Assessing
a drop in
standards
After an exhaustive public process, with backing from the Legislature, the Maine Educational Assessment was initiated in 1985.
Now, with no formal public input whatsoever and no legislative directive, the Maine Department of Education is scrapping half of the test – dropping assessments of social studies, health and visual and performing arts altogether – to ease teacher and student stress.
This is akin to raising science, math and English to varsity level scholastics and relegating everything else to an intramural schedule.
The MEA was created under Maine’s Educational Reform Act of 1984 and redesigned four years ago when the Legislature approved Learning Results. The assessment tests, given to fourth-, eighth- and 11th-graders, measure student and school progress.
The Learning Results statute requires that student achievement be measured by a combination of assessments to evaluate programs and ensure accountability. The MEA is specifically identified as the “state assessments used to measure achievement of the Learning Results,” which includes achievement in social studies, health and the arts.
Schools are free to develop additional assessments, like student portfolios and performances, but the MEA is the official yardstick of accomplishment.
Chopping the MEA in half eliminates half of that measurement.
There is no question that the MEA is tough because our standards are tough.
The test is given twice a year three times during a child’s public school education. That’s six tests, or one test hour for every 300 hours of classroom instruction by the Department of Education’s own calculation. That seems an acceptable fraction of time to test the worth of an education that costs taxpayers an average of $86,325.72 per child during his or her K-12 career.
Several years ago the Department of Education, responding to criticism from educators and parents, trimmed the MEA and made some of the testing materials easier to use. These were minor changes made as a matter of policy in response to criticisms raised by teachers and parents.
More radical changes, like dropping three subject areas entirely, can also be made under department policy.
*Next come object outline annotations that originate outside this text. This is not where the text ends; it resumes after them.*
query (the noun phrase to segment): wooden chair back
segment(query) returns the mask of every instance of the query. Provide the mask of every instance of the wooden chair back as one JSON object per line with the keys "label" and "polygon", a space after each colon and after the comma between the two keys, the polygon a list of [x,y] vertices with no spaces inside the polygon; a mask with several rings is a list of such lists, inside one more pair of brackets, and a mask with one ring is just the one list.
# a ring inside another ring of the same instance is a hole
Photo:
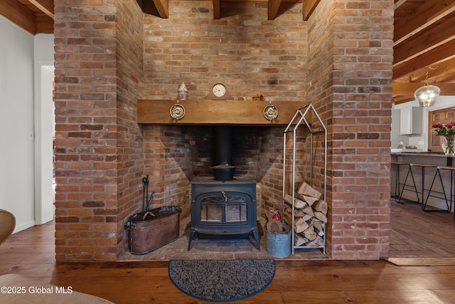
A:
{"label": "wooden chair back", "polygon": [[16,227],[16,217],[6,210],[0,209],[0,244],[11,235]]}

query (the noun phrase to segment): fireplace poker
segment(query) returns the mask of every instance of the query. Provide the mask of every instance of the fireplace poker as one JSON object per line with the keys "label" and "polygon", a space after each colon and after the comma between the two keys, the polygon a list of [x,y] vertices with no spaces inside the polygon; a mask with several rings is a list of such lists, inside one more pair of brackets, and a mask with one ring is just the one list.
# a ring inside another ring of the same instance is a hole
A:
{"label": "fireplace poker", "polygon": [[142,211],[145,212],[146,197],[149,198],[149,175],[142,178]]}
{"label": "fireplace poker", "polygon": [[151,192],[151,195],[150,196],[150,200],[149,200],[149,204],[147,205],[147,209],[146,211],[150,210],[150,205],[151,204],[151,201],[154,200],[154,197],[155,197],[155,192]]}

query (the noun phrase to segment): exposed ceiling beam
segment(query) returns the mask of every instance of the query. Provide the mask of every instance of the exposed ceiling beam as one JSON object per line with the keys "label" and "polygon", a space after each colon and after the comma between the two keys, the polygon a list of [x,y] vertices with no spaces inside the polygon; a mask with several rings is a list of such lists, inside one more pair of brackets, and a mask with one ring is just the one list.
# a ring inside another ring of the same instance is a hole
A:
{"label": "exposed ceiling beam", "polygon": [[269,0],[267,9],[267,18],[269,20],[274,20],[277,18],[278,9],[279,9],[281,4],[282,0]]}
{"label": "exposed ceiling beam", "polygon": [[32,35],[36,34],[36,18],[35,14],[16,0],[1,0],[0,15],[22,28]]}
{"label": "exposed ceiling beam", "polygon": [[304,20],[307,21],[311,14],[313,14],[313,11],[318,6],[319,1],[321,0],[304,0]]}
{"label": "exposed ceiling beam", "polygon": [[402,64],[394,66],[393,78],[397,79],[416,70],[416,67],[432,67],[439,63],[455,58],[455,40],[451,40],[446,43],[429,50],[427,52],[417,56]]}
{"label": "exposed ceiling beam", "polygon": [[169,4],[168,0],[154,0],[159,16],[164,19],[169,18]]}
{"label": "exposed ceiling beam", "polygon": [[425,1],[414,14],[395,25],[394,45],[401,43],[454,11],[455,2],[453,0]]}
{"label": "exposed ceiling beam", "polygon": [[441,20],[435,26],[424,31],[424,34],[414,35],[394,48],[394,67],[455,39],[455,13],[451,18]]}
{"label": "exposed ceiling beam", "polygon": [[54,19],[54,1],[53,0],[28,0],[28,1],[38,8],[40,11]]}

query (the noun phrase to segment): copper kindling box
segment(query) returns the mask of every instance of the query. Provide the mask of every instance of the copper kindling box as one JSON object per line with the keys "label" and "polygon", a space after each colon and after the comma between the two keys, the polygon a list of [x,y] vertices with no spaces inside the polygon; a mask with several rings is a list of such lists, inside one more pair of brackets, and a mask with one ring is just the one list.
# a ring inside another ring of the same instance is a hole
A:
{"label": "copper kindling box", "polygon": [[131,253],[148,253],[178,239],[181,212],[178,206],[167,206],[130,216],[124,226]]}

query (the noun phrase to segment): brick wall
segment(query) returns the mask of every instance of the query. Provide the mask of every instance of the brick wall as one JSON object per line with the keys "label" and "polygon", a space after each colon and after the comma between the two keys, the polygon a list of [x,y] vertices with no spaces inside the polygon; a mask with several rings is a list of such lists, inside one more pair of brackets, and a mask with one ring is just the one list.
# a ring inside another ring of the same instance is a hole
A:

There is no requirement to bring the matter to the public.
While a requirement to seek input through a formal hearing process may not be legally necessary, it is most certainly appropriate.
Since 1985, thousands of Maine people have contributed to the framework of the MEA and every school in the state has re-worked curricula to propel students toward greater achievement outlined in the Learning Results.
Teachers have often complained that this means they must teach to the test, but even the state doesn’t believe that’s such a bad idea because the test is designed to measure essential knowledge and skills and schools are encouraged to match classroom work to assessments.
The purpose in dropping social studies, health and arts from the MEA is to allow teachers to concentrate more fully on science, math and English to avoid a failing reputation and reduced funding under the federal No Child Left Behind Act. The danger is that curricula will now be narrowed even further, sacrificing other lessons essential to a well-rounded education.
So, despite educators’ earnest assurances that Maine standards would never be relaxed to satisfy the lesser federal standards, that will be the inevitable consequence as schools heighten their focus on English, math and science.